彼は何を考えてるのかよくわからない人で、気味が悪くて好きになれないのだが、そんなことより60億だ。今、地球にはそんなに人がいるのか。
自然界には必ず天敵と言うものが存在していて、ある特定の種族が増えすぎるのを防いでいると昔生物の授業で習った。 私がまだ小学生くらいの頃、紅蘭渓(こうらんけい:字が合ってるか自信ない)のヘビセンターというレジャー施設ではコブラ対マングースの決闘という見世物が売りで、よくコブラとマングースが闘うシーンをテレビコマーシャルで流していた。
一撃必殺の毒を持つコブラなのだが、マングースはその毒に対して耐久性を持つというのだ。つまりマングースはコブラを襲う唯一の動物、天敵らしいのだが、それをショーにするのはどう考えても動物虐待で、恐らく愛護協会のクレームがついたのであろう、ある時期から流れなくなった。ひょっとしたらヘビセンター自体がなくなっているのかもしれない。
では百獣の王と言われるライオンはどうか。
彼らを襲う動物など地球上にはいない。では彼らの数はどのようにして増え過ぎるのを防ぐのかというと、餌となる動物の数だという。
つまりライオンの頭数が増えれば餌となる動物が大量に必要となる。ライオンが増えるとそれに反比例して獲物は減り続け、しまいにはライオンの頭数を養うだけに必要な餌がそろわなくなる。
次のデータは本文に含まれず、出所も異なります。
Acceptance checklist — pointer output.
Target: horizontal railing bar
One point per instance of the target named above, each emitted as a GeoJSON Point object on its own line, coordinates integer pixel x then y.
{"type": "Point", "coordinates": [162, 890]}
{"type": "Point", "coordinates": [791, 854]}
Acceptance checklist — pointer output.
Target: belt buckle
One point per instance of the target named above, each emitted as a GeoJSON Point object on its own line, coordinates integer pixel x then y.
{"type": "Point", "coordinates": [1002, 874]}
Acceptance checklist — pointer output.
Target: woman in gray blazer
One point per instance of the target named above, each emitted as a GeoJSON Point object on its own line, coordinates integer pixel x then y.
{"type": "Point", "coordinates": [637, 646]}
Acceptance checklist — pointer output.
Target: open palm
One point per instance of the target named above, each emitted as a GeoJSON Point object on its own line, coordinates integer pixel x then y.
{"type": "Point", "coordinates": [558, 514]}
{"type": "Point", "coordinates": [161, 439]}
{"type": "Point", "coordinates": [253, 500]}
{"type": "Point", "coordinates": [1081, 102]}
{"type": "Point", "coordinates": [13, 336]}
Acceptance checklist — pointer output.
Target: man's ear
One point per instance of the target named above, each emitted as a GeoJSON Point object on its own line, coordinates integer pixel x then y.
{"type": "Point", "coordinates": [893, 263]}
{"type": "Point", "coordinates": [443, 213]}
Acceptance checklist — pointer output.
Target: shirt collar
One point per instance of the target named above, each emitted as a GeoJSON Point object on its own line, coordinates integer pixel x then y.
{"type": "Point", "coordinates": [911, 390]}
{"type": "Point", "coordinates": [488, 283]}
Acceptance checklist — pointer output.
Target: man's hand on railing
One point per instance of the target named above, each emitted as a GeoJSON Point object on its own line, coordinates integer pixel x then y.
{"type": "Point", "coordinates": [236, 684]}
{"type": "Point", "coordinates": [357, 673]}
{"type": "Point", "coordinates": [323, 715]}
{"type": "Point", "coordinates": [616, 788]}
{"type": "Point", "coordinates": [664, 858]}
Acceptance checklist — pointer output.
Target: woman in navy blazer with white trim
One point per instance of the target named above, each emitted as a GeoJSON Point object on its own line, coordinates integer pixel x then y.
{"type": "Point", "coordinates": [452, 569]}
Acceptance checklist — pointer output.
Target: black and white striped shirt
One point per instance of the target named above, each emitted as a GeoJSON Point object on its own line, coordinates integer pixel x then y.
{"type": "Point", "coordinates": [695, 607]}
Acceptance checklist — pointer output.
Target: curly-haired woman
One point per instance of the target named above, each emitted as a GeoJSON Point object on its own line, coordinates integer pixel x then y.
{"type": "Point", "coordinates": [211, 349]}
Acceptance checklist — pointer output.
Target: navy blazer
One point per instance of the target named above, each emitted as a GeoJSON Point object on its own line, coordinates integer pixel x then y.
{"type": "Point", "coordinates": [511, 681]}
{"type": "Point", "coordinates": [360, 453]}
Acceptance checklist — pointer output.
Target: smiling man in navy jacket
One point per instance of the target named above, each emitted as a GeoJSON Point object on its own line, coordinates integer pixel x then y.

すると必然的に狩りが下手なライオンなどは餓死せざるを得ず、子供も育たず、ライオンの数は自然淘汰されるというのだ。
大変厳しいが最もな理屈である。
そんなことを考えながらライオンやシマウマに生まれなくてよかったよかったと胸をなでおろしている私はヒト科のホモサピエンスだ。
万物の長とか言って、えらそうにしている人間だ。
我々に天敵などいない。
もしも丸裸でサバンナに置き去りにされれば、ライオンに食われるか飢え死にするかのどちらかだろうと思われるひ弱な存在にも関わらず、天敵がいない。
しかし、それでは自然界における摂理にかなっていないので、いろいろ考えてみるに、我々の天敵は病気なのではなかろうか。
神様はなんの気まぐれか、人間を作った。
寒さを防ぐ体毛もなく、2本足で歩くために獲物を捕らえる脚力もなく、身を守るための爪も牙もない、のっぺりとしたひ弱な生き物。
神様の予定ではすぐに絶滅してしまうだろうと思っていたのかもしれないが、火を使い始めてからはあらゆる野生動物から身を守ることを覚え、また道具や火を使って食料を食べやすく、おいしく調理することで爪や牙がないハンディを乗り越えた。しかしこれではバランスが悪いということで、私が子供のころ、ガンは不治の病と言われていた。現在も病気死亡率のトップを占めるのはガンなのだが、それでも発見が早ければ治る病気になってきた。